To mitigate the impact of full disks on servers, our application's health check system automatically replaces any server that has a disk with greater than 90% usage, since once the disk is full that server can no longer service requests. This health check system was able to transparently handle the underlying disk space problem throughout the day on September 14 and through the early hours of September 15. However, the increase in traffic associated with US business mornings happened to coincide with many application servers crossing the 90% disk space threshold simultaneously. When that happened, our health check system diligently removed them from the traffic-serving rotation and began the process of spinning up new servers to replace them.

As a result, right as morning traffic was ramping up, with more than 15 course launches per second, we lost a substantial portion of our request processing capacity. During this time, the remaining servers continued to process requests but at a degraded rate: high CPU usage caused request latency to skyrocket.

Analysis

The increase in audit log usage appears to be expected. We will continue to capture the audit log for purposes of intrusion detection.

Our disk space health check has served us well in the past, and we are currently planning to continue its use. We may investigate a way to replace servers that fail this specific component of the health check more gracefully.

The disk space issue made it through our usual quality assurance tests because it was a slow enough leak that it required many hours of production-level traffic to trigger any failures.

Our application is designed to survive the loss of a full data center — that is, half its servers — and still continue to function. In this case, the surge of morning traffic meant that more than half the running application servers were required to handle the volume of incoming requests. We will investigate raising the maximum number of application servers allowed in our auto-scaling configuration so that losing half of them is still viable even in the morning rush.

Fixes Implemented

We have since deployed an update that both increases the base disk size for application servers and configures more aggressive log rotation (so that the audit log takes up less disk space overall).
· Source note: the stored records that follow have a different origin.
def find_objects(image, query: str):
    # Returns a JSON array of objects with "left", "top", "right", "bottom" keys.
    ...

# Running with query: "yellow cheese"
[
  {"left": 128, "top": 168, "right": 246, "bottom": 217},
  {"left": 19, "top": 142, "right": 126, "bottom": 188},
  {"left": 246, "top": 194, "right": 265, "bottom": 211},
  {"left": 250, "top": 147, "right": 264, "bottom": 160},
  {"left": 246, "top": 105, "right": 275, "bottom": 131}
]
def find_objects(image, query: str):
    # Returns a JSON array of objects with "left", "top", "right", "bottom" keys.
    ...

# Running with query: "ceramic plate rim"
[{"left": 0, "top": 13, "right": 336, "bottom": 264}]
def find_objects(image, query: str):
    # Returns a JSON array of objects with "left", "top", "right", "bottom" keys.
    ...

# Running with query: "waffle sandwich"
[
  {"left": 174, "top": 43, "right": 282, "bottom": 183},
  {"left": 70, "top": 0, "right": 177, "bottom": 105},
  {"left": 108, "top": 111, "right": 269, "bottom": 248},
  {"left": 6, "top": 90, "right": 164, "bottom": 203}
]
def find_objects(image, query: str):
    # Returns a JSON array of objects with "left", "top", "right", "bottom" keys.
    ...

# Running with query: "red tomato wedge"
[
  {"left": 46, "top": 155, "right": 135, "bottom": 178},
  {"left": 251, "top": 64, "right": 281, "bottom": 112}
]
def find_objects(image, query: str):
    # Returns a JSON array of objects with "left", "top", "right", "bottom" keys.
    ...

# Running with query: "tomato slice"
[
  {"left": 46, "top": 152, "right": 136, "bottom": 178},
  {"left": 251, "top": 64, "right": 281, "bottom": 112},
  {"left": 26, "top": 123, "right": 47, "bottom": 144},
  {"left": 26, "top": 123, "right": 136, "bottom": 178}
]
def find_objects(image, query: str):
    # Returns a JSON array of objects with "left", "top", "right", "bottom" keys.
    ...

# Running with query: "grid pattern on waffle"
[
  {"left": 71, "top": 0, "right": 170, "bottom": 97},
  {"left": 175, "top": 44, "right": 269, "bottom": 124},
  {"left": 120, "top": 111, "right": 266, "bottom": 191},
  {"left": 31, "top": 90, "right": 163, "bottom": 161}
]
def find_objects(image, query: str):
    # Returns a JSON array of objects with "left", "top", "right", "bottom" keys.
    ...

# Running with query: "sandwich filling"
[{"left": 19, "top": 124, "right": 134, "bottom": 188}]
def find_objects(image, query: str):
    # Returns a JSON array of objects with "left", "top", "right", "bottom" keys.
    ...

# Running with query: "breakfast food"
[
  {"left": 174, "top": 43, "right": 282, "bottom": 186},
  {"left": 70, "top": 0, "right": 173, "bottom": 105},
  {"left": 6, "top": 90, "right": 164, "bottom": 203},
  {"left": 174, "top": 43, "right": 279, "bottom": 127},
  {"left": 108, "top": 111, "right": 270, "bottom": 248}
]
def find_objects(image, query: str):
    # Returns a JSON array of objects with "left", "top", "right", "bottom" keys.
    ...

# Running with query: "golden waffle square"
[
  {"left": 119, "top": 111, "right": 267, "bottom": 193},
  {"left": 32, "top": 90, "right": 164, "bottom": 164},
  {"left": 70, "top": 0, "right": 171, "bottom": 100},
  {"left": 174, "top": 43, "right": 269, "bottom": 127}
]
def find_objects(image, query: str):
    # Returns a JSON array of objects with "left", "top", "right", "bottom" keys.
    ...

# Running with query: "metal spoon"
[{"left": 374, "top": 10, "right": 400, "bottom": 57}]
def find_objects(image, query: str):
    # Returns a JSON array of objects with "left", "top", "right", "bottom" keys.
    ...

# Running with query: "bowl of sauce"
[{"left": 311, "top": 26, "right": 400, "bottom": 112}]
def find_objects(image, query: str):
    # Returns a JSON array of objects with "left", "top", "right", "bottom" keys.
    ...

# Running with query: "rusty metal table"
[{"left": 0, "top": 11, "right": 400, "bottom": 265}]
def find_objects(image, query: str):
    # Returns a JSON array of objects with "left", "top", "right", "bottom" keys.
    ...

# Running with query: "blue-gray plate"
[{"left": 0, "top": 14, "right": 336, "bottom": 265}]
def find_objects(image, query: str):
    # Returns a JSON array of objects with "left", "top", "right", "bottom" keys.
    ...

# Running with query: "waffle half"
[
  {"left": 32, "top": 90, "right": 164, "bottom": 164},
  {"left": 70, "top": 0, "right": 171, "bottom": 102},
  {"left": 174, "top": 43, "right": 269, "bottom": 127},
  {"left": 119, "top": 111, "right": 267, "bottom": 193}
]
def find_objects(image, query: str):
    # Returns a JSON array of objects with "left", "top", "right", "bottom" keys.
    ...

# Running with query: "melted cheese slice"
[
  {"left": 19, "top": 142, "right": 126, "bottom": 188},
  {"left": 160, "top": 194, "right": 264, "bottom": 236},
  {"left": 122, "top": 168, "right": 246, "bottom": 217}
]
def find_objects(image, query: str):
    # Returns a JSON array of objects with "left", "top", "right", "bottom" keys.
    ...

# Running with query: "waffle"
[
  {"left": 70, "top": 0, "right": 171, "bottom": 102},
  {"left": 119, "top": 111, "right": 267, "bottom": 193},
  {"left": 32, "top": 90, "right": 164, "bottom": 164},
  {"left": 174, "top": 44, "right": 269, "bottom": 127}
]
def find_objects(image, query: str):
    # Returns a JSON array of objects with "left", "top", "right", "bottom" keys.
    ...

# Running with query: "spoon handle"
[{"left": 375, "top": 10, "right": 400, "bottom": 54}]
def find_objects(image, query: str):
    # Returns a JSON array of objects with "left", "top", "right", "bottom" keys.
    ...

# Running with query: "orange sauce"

Additionally, we’ve configured additional alarms to alert on this situation.

Future Improvements

We plan on implementing the following improvements in the future to mitigate/prevent issues of this kind from reoccurring:

  • Better alarms when multiple application servers simultaneously are marked unhealthy
  • More graceful replacement of servers when they cross the disk space threshold
  • Ensure that the application can survive 50% server loss during peak traffic

Incident Timeline

All times are in CDT.

  • September 14, 9:47 AM: Operating system update is deployed
  • September 15, 8:33 AM: Low disk space issue is first identified by developers and investigation begins
  • 9:15 AM: Initial high API latency alarms fire
  • 9:19 AM: First downtime alarm fires
  • 9:30 AM: An incident notification is posted on the status page during incident triage
  • 9:35 AM: Disk space replacements are identified as the cause of the incident
  • 9:37 AM: An engineer manually scales out the application server stack to increase capacity
  • 9:44 AM: Additional servers come online, temporarily resolving the immediate incident
  • 10:03 AM: Temporary additional baseline disk space deployed to production to prevent incident reoccurrence
  • 12:19 PM: Incident marked as resolved on status page
  • September 17, 8:25 AM: Additional baseline disk space and log rotation rules deployed to production to permanently resolve the incident
Posted Sep 24, 2021 - 18:21 UTC

Resolved
This incident has been resolved.
Posted Sep 15, 2021 - 17:19 UTC
Monitoring
A fix has been implemented and we are monitoring the results.
Posted Sep 15, 2021 - 15:16 UTC
Investigating
We're experiencing performance issues that are resulting in slow response times and are actively looking into the issue.
Posted Sep 15, 2021 - 14:30 UTC
This incident affected: SCORM Cloud Website and SCORM Cloud API.